For the past month I've been recommending to political buffs I know read this article in the Atlantic Monthly by Andrew Sullivan about why Barack Obama's candidacy is so important, regardless of whether or not he wins the Dem nomination and/or the Presidency.
Sullivan theorizes that what we're witnessing in Obama is the long-awaited next great generational shift in American politics. Even though Obama was born at the tail end of the Baby Boomer generation, he doesn't necessarily identify with the boomers. From Sullivan:
"At its best, the Obama candidacy is about ending a war—not so much the war in Iraq, which now has a momentum that will propel the occupation into the next decade—but the war within America that has prevailed since Vietnam and that shows dangerous signs of intensifying, a nonviolent civil war that has crippled America at the very time the world needs it most. It is a war about war—and about culture and about religion and about race. And in that war, Obama—and Obama alone—offers the possibility of a truce."

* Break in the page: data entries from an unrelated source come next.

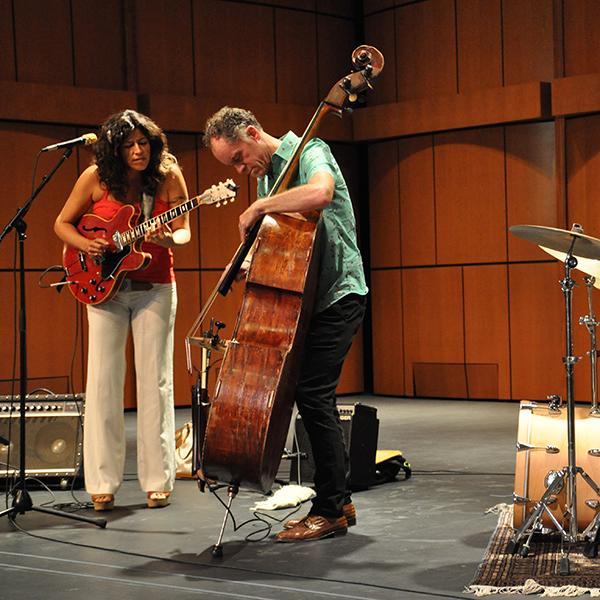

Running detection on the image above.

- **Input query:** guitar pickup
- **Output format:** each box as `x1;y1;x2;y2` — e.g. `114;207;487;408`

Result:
112;231;123;252
77;252;87;273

Sullivan makes a compelling case suggesting that the scorched earth of the current American political landscape (the ferocity with which Republicans opposed Bill Clinton's policies, the blind arrogance and fear-mongering of Bush/Cheney, Bill O'Reilly vs. Keith Olbermann; the Swift Boaters vs. MoveOn.org) is rooted in the vitriol with which the boomers approached Vietnam, the Civil Rights movement, the rise and fall of JFK's Camelot, et al. And that, in a small way, what's happening now is a continuation of a forty-year-old argument that show no signs of ceasing.

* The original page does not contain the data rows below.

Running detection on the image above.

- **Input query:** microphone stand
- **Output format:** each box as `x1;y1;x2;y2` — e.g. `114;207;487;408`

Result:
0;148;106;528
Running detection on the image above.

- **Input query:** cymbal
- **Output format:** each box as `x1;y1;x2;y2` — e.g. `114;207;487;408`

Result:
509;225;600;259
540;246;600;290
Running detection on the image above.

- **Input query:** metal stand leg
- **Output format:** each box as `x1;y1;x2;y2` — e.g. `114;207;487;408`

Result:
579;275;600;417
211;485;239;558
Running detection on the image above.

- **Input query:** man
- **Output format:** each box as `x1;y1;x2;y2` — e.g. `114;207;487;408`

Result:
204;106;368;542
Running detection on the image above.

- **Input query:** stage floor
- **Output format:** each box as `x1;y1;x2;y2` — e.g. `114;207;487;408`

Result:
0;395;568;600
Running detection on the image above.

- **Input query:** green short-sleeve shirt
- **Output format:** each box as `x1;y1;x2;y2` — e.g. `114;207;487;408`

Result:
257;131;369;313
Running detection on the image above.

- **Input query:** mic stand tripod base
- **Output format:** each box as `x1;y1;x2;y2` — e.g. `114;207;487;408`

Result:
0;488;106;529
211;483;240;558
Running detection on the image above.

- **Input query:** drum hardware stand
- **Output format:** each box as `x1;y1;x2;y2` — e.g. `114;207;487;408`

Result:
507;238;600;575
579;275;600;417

It really is a must-read, especially in light of the stunning Obama win in Iowa, where he brought out voting blocs that no one thought would ever participate in the caucuses. Hillary Clinton isn't connecting with young women, and I still contend that she's too polarizing in the flyover states to truly contend. Obama is. Moreover, Clinton realizes that she's a polarizing figure and, as a result, is running a safe campaign where she's limiting herself to soundbites, unwilling to let her true personality emerge. Voters are waiting for her to act naturally, even if her natural impulse is to be a cold, ambitious, carpetbagger. African Americans in Iowa came out in droves whereas in the past they might have been scared off from the "struggle" rhetoric of Revs. Jackson and Sharpton. One noted curmudgeonly Chicagoist reader wrote, "typical of his generation, (Obama) thinks he's ready to lead when his ideas aren't fully formulated." Of course, if we took that logic to heart, Kennedy would have never been elected.

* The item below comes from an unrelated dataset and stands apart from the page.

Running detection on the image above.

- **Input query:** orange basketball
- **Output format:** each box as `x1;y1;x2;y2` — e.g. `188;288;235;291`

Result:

Sullivan notes in his article that Obama's policies aren't that much different than his opponents but that he (so far) doesn't bear the obvious scarlet letter of Beltway politics. At least, to voters who normally would not have come out, Obama truly represents change. (An aside: after watching how slickly John Edwards threw Clinton under the bus with his "when people advocate for change, the status quo attacks" comment last night, if Obama wins in New Hampshire I wonder if we were looking at the probable Dem ticket in Obama/Edwards).
Seeing those first-time participants in Iowa and Obama's new lead in New Hampshire polls makes me wonder if the reason my peers in Generation X and those in Generation Y weren't apathetic about politics after all, and instead took a look at the petty bickering that passed for politics and decided that we didn't have time for such childish bullshit from our elders.